Auctions have been used from very old times antiquity to sell a wide variety of goods, and their basic form has remained unchanged. In this project, we explore the efficiency of common auctions when values are interdependent – the value to a particular bidder may depend on information available only to others and asymmetric.
In this setting, it is well known that sealed-bid auctions do not achieve efficient allocations in general since they do not allow the information held by different bidders to be shared. This project includes modules such as registration, login, selling, searching and bidding.
Typically, in an auction, say of the kind used to sell art, the auctioneer sets a relatively low initial price. This price is then increased until only one bidder is willing to buy the object, and the exact manner in which this is done varies. In this model a bidder who drops out at some price can “reenter” at a higher price.

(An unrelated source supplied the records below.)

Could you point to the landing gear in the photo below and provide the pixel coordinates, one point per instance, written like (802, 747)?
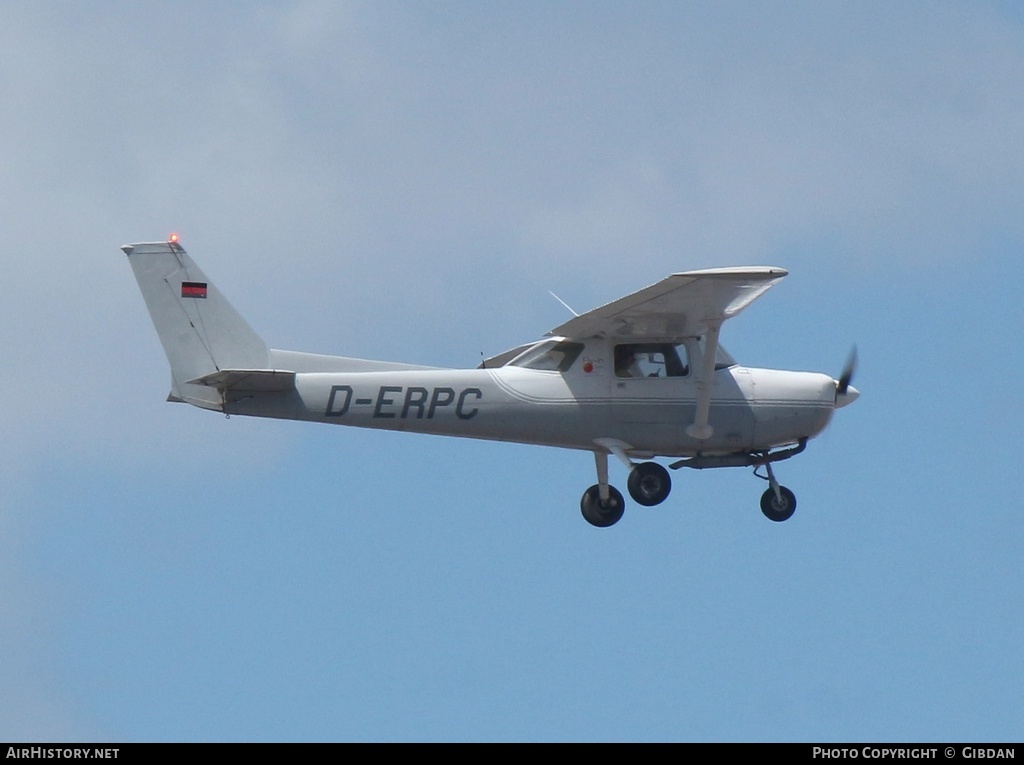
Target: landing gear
(778, 508)
(602, 505)
(649, 483)
(602, 513)
(778, 503)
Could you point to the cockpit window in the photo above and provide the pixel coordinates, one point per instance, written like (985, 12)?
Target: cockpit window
(650, 359)
(554, 355)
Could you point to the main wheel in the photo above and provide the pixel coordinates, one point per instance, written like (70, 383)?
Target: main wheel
(598, 513)
(649, 483)
(775, 510)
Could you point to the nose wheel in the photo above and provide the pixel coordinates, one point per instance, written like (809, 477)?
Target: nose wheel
(602, 513)
(778, 503)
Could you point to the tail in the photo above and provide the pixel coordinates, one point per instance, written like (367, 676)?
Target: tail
(203, 336)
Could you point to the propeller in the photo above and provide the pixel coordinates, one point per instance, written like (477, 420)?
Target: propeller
(846, 393)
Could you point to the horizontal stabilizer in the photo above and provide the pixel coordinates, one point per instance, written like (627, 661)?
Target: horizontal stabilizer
(264, 381)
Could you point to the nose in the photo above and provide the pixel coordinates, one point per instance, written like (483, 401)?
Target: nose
(847, 396)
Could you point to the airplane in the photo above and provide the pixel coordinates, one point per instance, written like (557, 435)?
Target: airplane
(639, 378)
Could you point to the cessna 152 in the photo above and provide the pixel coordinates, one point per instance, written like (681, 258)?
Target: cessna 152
(641, 377)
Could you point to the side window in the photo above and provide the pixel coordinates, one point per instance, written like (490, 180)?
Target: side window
(553, 356)
(650, 359)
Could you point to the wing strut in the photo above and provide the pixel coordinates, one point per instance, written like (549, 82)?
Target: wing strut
(700, 429)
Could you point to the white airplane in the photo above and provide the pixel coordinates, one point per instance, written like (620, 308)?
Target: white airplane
(641, 377)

With the invention of E-commerce technologies over the Internet the opportunity to bid from the comfort of ones own home has seen a change like never seen before. Within the span of a few short years, what may have began as an experimental idea has grown to an immensely popular hobby, and in some cases, a means of livelihood, the online auction gathers tremendous response everyday, all day.

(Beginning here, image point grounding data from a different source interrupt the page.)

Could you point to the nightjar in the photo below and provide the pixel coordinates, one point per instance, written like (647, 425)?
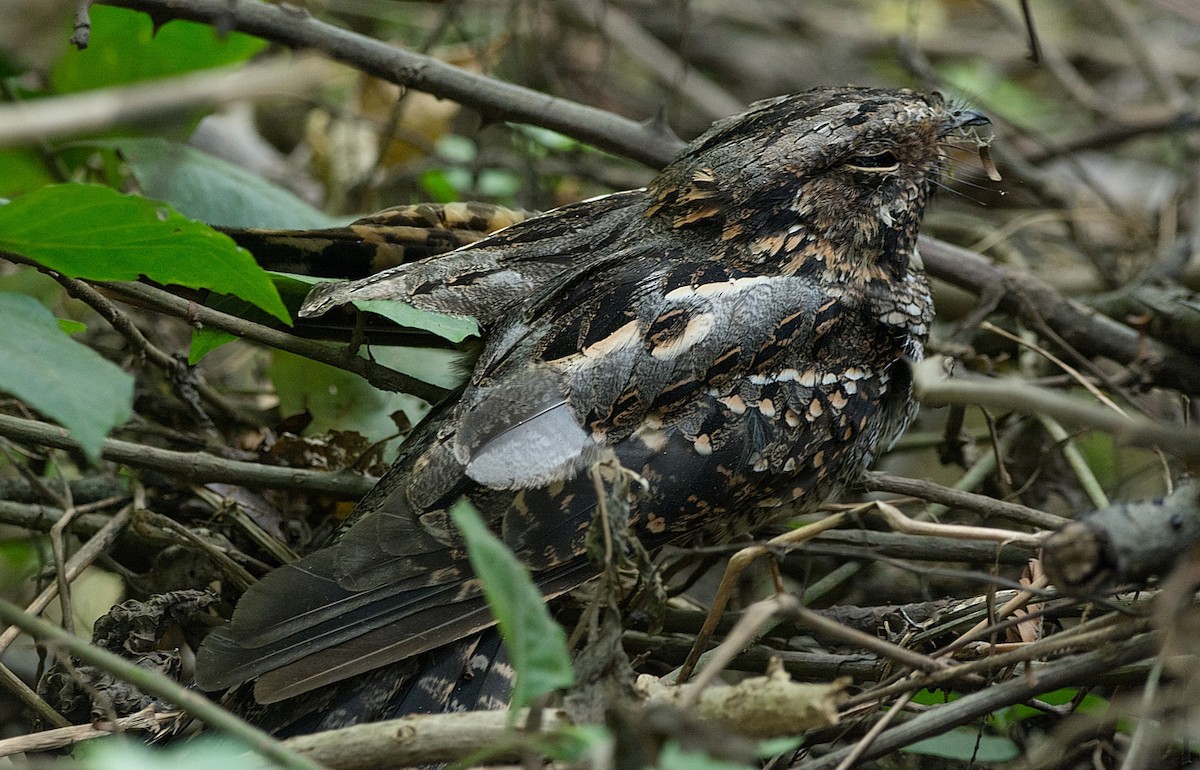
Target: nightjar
(738, 334)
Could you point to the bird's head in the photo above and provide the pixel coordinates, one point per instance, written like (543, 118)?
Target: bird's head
(832, 180)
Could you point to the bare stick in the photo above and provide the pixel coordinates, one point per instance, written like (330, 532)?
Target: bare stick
(195, 467)
(495, 100)
(155, 684)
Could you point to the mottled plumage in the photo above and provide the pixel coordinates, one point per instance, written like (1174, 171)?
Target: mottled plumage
(738, 334)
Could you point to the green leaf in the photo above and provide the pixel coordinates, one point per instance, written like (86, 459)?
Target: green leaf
(535, 643)
(46, 368)
(21, 172)
(453, 328)
(71, 326)
(125, 48)
(95, 233)
(965, 744)
(673, 757)
(204, 187)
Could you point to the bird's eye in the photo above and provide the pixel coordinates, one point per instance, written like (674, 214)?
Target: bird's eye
(879, 163)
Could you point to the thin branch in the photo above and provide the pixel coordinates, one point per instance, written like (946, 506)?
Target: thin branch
(1015, 395)
(155, 684)
(90, 112)
(334, 355)
(124, 325)
(876, 481)
(195, 467)
(495, 100)
(145, 720)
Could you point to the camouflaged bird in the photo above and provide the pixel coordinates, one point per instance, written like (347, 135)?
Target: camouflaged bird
(738, 334)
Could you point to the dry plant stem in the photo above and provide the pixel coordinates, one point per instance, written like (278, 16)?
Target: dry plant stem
(495, 100)
(738, 563)
(876, 481)
(1062, 365)
(133, 336)
(1077, 461)
(1017, 602)
(65, 573)
(42, 517)
(195, 467)
(334, 355)
(661, 61)
(1144, 740)
(1018, 396)
(69, 735)
(238, 575)
(1072, 671)
(58, 549)
(1038, 304)
(809, 619)
(155, 684)
(738, 637)
(879, 727)
(88, 553)
(417, 740)
(58, 116)
(903, 523)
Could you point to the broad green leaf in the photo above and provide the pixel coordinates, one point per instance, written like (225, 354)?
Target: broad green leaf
(535, 643)
(66, 382)
(453, 328)
(125, 48)
(95, 233)
(207, 188)
(965, 745)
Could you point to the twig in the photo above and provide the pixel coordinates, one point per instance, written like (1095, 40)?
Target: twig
(1018, 396)
(497, 101)
(91, 112)
(861, 747)
(418, 740)
(1078, 669)
(901, 523)
(661, 61)
(334, 355)
(75, 566)
(876, 481)
(82, 31)
(138, 343)
(196, 467)
(69, 735)
(155, 684)
(738, 563)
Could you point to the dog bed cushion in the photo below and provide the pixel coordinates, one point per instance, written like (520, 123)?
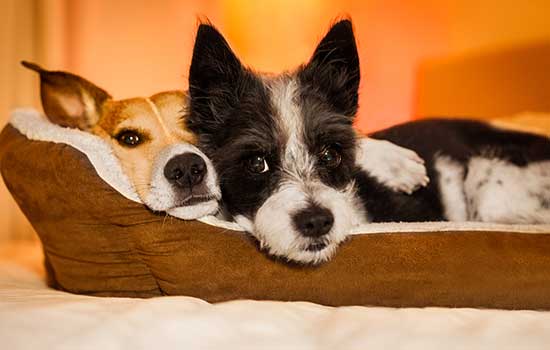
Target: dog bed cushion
(99, 240)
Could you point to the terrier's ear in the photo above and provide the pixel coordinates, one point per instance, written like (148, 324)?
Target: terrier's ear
(69, 100)
(334, 68)
(214, 77)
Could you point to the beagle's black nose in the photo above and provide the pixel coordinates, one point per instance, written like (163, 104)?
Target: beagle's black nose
(313, 221)
(185, 170)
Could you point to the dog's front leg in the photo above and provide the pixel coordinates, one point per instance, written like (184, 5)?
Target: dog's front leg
(396, 167)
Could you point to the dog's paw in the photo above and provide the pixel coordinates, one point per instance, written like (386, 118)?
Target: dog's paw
(396, 167)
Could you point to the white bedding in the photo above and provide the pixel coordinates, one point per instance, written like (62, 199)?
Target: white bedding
(35, 317)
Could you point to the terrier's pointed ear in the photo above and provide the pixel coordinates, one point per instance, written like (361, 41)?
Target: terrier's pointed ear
(213, 60)
(214, 74)
(69, 100)
(334, 68)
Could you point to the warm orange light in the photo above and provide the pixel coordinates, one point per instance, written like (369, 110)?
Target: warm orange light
(134, 48)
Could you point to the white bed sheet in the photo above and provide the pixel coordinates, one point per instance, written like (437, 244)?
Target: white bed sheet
(35, 317)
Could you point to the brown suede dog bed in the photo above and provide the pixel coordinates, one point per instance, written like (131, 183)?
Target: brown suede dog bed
(98, 242)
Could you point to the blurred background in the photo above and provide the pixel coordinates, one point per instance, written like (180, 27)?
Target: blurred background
(485, 58)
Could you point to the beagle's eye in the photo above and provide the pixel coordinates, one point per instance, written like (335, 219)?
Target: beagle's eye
(257, 164)
(129, 138)
(330, 157)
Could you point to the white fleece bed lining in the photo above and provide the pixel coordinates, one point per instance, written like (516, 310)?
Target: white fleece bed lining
(35, 126)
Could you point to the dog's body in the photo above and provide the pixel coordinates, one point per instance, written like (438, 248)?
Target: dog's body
(478, 172)
(286, 153)
(148, 137)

With the click of the mouse, one may bid on an item they may need or just want, and in moments they find that either they are the top bidder or someone else wants it more, and you’re outbid! The excitement of an auction all from the comfort of home is a completely different experience. The levels of comfort may rise in the near future but the rules to be followed remain the same. Infact may rise with the new technologies.
Society cannot seem to escape the criminal element in the physical world, and so it is the same with online auctions. This is one area wherein a question can be raised as to how safe online auctions.